Seminar Nasional Sastra Banding Membaca Iliad dan Pertempuran Lain Dropadi, diadakan oleh Rumah Literasi Blora bekerja sama dengan Prodi Magister Sastra FIB UGM (15/3/2023), di Auditorium Soegondo UGM, menghadirkan narasumber Prof Dr Faruk, SU dan Kurnia Effendi.
Sebelum seminar, ketua Rumah Literasi Blora, Herry Mursanto berharap meskipun Blora merupakan kota tersepi, ketlingsut neng tengah, tetapi Blora melahirkan Pramoedya Ananta Toer dan Budi Darma.

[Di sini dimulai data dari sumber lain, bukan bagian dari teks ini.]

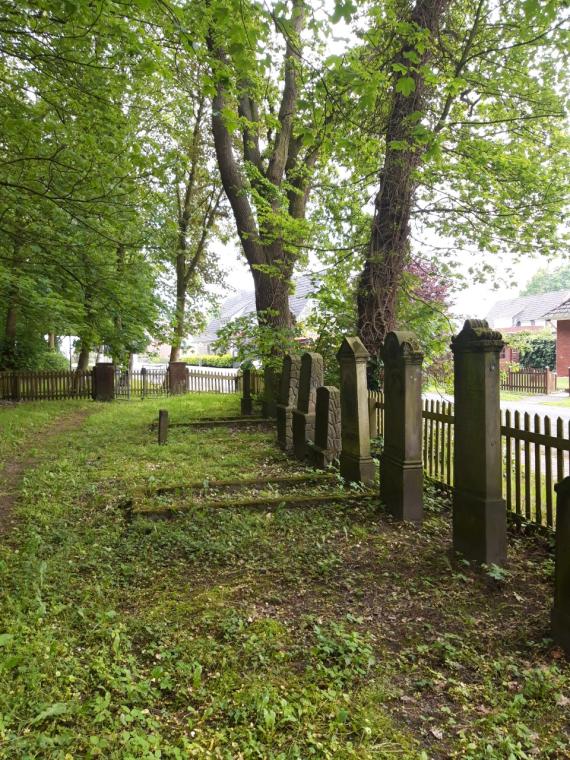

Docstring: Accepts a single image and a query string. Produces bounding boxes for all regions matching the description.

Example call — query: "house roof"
[190,274,316,343]
[486,290,570,325]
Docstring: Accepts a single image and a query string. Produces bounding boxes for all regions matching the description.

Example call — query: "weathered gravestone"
[451,319,507,565]
[308,385,341,470]
[241,369,253,417]
[380,331,423,523]
[293,351,324,461]
[158,409,168,445]
[92,362,115,401]
[337,338,374,483]
[551,477,570,657]
[168,362,188,396]
[277,354,301,451]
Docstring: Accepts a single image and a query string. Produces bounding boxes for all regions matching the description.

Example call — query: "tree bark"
[358,0,451,357]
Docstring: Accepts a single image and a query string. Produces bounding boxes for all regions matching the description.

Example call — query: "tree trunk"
[358,0,450,357]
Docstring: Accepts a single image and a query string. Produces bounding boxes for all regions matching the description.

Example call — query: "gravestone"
[158,409,168,445]
[168,362,188,396]
[380,331,423,523]
[277,354,301,451]
[337,338,374,483]
[92,362,115,401]
[551,477,570,657]
[241,369,253,417]
[307,385,341,470]
[293,351,324,461]
[451,319,507,565]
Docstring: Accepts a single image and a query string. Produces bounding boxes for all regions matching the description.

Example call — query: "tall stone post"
[551,477,570,657]
[307,385,340,470]
[93,362,115,401]
[158,409,168,446]
[380,331,424,523]
[293,351,324,461]
[451,319,507,565]
[241,369,253,417]
[168,362,188,396]
[336,338,374,483]
[277,354,301,451]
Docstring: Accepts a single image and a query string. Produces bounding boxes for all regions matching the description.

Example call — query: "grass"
[0,395,570,760]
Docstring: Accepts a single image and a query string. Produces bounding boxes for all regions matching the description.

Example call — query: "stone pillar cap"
[451,319,505,352]
[380,330,423,361]
[336,336,370,361]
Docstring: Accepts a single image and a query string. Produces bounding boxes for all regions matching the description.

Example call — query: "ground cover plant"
[0,394,570,760]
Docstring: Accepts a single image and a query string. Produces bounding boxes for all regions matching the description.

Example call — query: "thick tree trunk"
[358,0,451,357]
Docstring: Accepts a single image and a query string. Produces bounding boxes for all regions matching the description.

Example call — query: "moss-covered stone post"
[241,369,253,417]
[92,362,115,401]
[293,351,324,461]
[158,409,168,446]
[551,477,570,658]
[380,331,424,523]
[337,338,374,483]
[451,319,507,565]
[307,385,341,470]
[277,354,301,451]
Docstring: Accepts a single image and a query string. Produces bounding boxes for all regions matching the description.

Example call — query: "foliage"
[182,354,236,367]
[521,264,570,296]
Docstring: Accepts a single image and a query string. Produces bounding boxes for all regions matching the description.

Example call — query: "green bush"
[182,354,234,367]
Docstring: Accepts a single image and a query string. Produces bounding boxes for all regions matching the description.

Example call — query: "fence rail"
[0,370,92,401]
[501,369,556,394]
[369,391,570,528]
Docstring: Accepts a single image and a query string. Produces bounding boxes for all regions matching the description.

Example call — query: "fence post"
[168,362,188,396]
[551,477,570,657]
[241,369,253,417]
[158,409,168,445]
[293,351,324,461]
[93,362,115,401]
[336,338,374,483]
[277,354,301,451]
[380,331,424,523]
[451,319,507,565]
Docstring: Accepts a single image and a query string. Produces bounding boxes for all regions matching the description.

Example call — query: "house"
[189,274,316,354]
[486,290,570,375]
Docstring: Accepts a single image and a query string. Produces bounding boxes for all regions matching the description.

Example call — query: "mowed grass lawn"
[0,395,570,760]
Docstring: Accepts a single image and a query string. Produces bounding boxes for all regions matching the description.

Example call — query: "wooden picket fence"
[0,370,92,401]
[369,391,570,528]
[501,369,556,394]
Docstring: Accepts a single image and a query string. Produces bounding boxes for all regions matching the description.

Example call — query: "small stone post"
[168,362,188,396]
[336,338,374,483]
[307,385,340,470]
[277,354,301,451]
[158,409,168,445]
[380,331,424,523]
[93,362,115,401]
[293,351,324,461]
[551,477,570,657]
[241,369,253,417]
[451,319,507,565]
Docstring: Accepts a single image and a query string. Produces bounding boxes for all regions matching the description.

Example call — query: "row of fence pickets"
[369,391,570,528]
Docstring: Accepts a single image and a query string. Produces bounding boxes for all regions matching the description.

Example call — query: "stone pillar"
[261,367,279,418]
[168,362,188,396]
[93,362,115,401]
[293,351,324,461]
[551,477,570,657]
[337,338,374,483]
[241,369,253,417]
[307,385,340,470]
[158,409,168,445]
[451,319,507,565]
[380,331,424,523]
[277,354,301,451]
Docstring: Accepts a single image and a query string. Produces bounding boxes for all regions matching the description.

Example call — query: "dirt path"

Kali ini Rumah Literasi Blora ingin memberikan manfaat kepada sastra dengan menerbitkan Iliad karya Homer.
"Jelek-jelek, Blora adalah mafia sastra. Mana ada sastawan seperti Pramoedya sampai enam kali dicalonkan meraih Nobel," seloroh Herry.
Ketua Program Magister Sastra, Aprinus Salam bercerita sudah sejak kuliah mendengar Iliad, Mahabrata, tapi hanya mendengar tanpa membaca.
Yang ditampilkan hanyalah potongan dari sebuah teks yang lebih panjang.